18 February 2009 – Five nuclear projects are on a Department of Energy short list to receive $18.5 billion in government-backed loans, according to Reuters. The number narrowed to five from 14 last year.
Comanche Peak Nuclear Power Co.; NRG Energy's South Texas Project Units 3 & 4, both in Texas; Unistar Nuclear's Calvert Cliffs 3 reactor in Maryland; and SCANA Corp/Santee Cooper's two-unit expansion at the Summer station in South Carolina are among five projects still under DOE consideration, officials said.
Last year, developers of 14 new nuclear plants requested DOE guarantees totaling $122 billion, exceeding the program's budget.
George Vanderheyden, president of Unistar Nuclear Energy, a joint venture of Constellation Energy and EDF Group of France, said DOE told the company this month it was one of five projects in the running.
"We were quite excited to reach that next step," Vanderheyden said in the Reuters report.
A spokesman for Comanche Peak Nuclear, a joint venture of Dallas-based Luminant, part of Energy Future Holdings, and Mitsubishi Heavy Industries, confirmed with Reuters that the company was also on the short list. The venture is considering two new reactors at Luminant's existing Comanche Peak site in north Texas.

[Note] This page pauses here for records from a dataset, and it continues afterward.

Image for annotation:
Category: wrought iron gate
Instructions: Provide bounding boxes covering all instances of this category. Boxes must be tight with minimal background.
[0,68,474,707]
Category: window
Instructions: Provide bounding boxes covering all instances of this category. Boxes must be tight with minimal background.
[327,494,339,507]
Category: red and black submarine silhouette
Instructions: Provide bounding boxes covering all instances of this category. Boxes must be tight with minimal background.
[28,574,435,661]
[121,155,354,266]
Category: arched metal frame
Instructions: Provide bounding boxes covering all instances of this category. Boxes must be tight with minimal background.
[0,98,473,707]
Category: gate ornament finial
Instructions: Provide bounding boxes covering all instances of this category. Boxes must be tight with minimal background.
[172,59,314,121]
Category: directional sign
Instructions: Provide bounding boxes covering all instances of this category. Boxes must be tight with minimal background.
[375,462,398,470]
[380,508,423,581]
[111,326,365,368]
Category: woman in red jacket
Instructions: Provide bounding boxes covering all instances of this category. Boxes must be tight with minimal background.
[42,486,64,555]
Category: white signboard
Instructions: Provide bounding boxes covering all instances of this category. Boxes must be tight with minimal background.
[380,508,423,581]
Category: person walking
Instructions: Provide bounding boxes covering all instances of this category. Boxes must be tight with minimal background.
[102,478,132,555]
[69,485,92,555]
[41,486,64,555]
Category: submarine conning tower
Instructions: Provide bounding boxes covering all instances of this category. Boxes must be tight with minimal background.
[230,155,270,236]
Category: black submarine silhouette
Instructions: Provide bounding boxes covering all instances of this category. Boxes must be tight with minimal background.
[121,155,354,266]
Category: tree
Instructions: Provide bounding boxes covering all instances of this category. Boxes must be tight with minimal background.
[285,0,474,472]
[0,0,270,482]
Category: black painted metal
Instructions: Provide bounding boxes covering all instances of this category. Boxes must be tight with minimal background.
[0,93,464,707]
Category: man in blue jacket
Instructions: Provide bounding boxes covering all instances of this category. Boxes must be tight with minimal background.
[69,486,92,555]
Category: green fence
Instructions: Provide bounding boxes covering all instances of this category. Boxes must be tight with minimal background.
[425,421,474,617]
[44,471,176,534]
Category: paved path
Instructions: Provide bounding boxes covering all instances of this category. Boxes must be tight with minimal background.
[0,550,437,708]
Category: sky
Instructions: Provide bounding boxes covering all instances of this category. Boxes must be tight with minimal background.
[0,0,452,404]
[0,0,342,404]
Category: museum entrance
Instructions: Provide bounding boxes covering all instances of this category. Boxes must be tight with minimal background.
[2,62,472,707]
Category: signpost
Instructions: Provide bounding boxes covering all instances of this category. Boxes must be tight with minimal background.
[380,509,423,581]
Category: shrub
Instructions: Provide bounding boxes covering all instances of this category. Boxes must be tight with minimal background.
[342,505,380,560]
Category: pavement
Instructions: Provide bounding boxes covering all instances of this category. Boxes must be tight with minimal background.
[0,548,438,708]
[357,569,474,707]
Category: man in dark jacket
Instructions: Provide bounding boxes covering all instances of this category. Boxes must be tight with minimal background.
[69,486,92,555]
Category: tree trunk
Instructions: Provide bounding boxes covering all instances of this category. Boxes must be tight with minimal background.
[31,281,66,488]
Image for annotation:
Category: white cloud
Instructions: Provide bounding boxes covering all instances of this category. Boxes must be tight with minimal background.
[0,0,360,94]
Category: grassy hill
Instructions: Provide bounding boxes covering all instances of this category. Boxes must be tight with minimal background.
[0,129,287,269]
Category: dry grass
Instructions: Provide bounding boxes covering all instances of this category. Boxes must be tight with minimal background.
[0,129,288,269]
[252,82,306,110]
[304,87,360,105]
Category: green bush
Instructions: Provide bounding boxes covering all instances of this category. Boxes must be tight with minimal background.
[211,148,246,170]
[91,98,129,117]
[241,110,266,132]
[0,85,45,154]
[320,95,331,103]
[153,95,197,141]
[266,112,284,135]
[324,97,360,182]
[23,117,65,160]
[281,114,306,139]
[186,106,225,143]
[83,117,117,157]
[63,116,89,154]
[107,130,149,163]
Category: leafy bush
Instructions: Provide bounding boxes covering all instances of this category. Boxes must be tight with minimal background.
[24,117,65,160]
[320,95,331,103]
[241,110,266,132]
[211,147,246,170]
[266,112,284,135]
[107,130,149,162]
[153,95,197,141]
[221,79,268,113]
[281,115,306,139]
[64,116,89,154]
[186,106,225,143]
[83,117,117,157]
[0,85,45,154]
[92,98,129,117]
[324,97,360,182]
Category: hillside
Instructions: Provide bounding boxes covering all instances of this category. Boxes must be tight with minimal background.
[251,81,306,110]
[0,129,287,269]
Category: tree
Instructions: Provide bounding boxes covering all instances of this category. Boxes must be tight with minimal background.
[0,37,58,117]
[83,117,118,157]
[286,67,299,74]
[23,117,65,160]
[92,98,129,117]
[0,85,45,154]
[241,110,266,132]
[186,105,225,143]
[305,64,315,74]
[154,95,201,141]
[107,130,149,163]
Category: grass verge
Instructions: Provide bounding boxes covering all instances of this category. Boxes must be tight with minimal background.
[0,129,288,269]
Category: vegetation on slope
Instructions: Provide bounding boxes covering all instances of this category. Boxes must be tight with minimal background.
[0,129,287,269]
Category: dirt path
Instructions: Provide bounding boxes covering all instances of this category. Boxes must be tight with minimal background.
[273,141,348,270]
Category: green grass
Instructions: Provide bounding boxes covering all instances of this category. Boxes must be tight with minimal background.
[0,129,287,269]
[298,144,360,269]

"We have been notified that we are still in the running," said Mollie Gore, spokeswoman for Santee Cooper, a state-owned electric and water utility, and partner in the Summer expansion with SCANA's South Carolina Electric & Gas unit. Last week state regulators approved SCE&G's $9.8 billion plan for two reactors.
With a cost of $5 billion to $12 billion for each new reactor, depending on size and design, the DOE program is expected to fund only a few projects. The DOE process will determine which new reactors get built, NRG's CEO said.